Man, those came out beautiful. I need a little understanding though. There is a fire box on the end of the smoke chamber, so what is the butane tank for?


----------



## 24Buds (Dec 5, 2008)

I sure hope you have shorts on! sweet pit!


----------



## fishbowl365 (Mar 9, 2005)

my brother retro fit some burners in the chamber so i can use it as a gas grill also....yes to the shorts. i wear them year round.


----------



## WestEndAngler (Jan 30, 2007)

That's a perfect size, mind me asking what kind... Looks to be something similar I saw at Academy yesterday.


----------



## drfishalot (Sep 9, 2004)

thats dedication right there. I figured the gas tank was some kind of toe warmer


----------



## fishbowl365 (Mar 9, 2005)

oklahoma joes from academy


----------



## Slimshady (Jan 11, 2005)

Picked up the same pit a few weeks ago for our fish camp. Also did minor welding with the legs and loose items. Its pretty solid now. Those ribs look really good and have a perfect crust. Did you wrap them after smoking or leave open while cooking?


----------



## fishbowl365 (Mar 9, 2005)

wrapped them for about an hour after about three hours smoke then let them rest about 45 minutes before plating. ditto on the legs and loose things, all got welded. planning on raising it up a bit too.


----------



## BlueWaveCapt (Jan 8, 2007)

I was just looking at this pit a few minutes ago at Academy. I liked it...except for it being so short. Why would they do that? I don't want to go home and re-build the legs, weld up loose parts, etc... so I'm going to look at buying something else.


----------



## Slimshady (Jan 11, 2005)

BlueWaveCapt said:


> I was just looking at this pit a few minutes ago at Academy. I liked it...except for it being so short. Why would they do that? I don't want to go home and re-build the legs, weld up loose parts, etc... so I'm going to look at buying something else.
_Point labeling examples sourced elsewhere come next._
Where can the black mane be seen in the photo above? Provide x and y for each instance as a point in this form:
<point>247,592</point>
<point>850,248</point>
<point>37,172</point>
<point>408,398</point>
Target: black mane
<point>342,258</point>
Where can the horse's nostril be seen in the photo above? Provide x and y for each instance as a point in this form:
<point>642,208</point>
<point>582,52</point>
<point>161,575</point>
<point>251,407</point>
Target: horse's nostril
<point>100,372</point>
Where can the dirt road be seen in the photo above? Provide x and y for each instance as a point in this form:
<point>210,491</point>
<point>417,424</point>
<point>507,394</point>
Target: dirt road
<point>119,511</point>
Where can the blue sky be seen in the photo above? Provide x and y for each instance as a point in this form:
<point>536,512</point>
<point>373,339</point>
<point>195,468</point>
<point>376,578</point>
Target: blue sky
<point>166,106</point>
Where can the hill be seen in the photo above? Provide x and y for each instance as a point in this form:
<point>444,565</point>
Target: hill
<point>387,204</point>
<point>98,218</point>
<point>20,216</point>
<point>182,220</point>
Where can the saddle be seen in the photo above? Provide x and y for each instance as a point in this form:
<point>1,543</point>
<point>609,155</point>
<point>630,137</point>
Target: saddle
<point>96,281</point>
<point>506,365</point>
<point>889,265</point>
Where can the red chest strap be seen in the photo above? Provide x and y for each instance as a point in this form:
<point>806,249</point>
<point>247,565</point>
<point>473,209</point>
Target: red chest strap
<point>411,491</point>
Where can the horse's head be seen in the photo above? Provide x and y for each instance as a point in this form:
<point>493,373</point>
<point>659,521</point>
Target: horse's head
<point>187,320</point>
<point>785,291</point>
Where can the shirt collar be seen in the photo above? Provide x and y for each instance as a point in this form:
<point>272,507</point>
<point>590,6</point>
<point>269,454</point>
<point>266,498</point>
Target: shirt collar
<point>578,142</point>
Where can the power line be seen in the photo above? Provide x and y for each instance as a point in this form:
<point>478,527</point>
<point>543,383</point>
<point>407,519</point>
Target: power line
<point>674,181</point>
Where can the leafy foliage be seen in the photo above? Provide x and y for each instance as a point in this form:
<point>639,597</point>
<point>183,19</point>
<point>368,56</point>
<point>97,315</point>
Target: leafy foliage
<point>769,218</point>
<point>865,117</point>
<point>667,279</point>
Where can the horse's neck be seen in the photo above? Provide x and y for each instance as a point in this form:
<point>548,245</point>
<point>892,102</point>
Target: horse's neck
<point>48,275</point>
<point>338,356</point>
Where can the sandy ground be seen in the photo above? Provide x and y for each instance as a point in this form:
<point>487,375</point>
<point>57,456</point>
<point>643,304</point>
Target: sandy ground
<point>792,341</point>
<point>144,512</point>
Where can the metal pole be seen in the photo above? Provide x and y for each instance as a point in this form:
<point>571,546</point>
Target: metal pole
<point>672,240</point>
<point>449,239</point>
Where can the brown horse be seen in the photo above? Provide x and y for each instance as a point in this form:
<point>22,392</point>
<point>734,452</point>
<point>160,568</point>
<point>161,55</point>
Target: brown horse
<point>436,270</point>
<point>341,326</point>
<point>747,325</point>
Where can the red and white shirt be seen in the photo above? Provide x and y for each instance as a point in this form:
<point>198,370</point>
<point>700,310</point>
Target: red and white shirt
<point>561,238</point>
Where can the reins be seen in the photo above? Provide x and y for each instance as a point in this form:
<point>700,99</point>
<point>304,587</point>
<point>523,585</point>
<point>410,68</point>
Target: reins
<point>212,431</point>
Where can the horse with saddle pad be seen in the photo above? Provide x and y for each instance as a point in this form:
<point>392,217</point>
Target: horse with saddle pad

Price and the fact its made in China. Average persons height is like 5'1".


----------



## Cartman (Jun 18, 2008)

I'm pretty sure the legs are telescoping. Just pull em out and tighten up the bolt. They had to have built them that way, unless their target base were Hobbits.


----------



## REELING 65 (Aug 18, 2009)

Nice custom pit. 
Those rib's look good!!!:texasflag


----------



## jdot7749 (Dec 1, 2008)

Only thing ugly in those pics is the cook.


----------



## fishbowl365 (Mar 9, 2005)

Only thing ugly in those pics is the cook


> PLEASE!real nice fellow though!


----------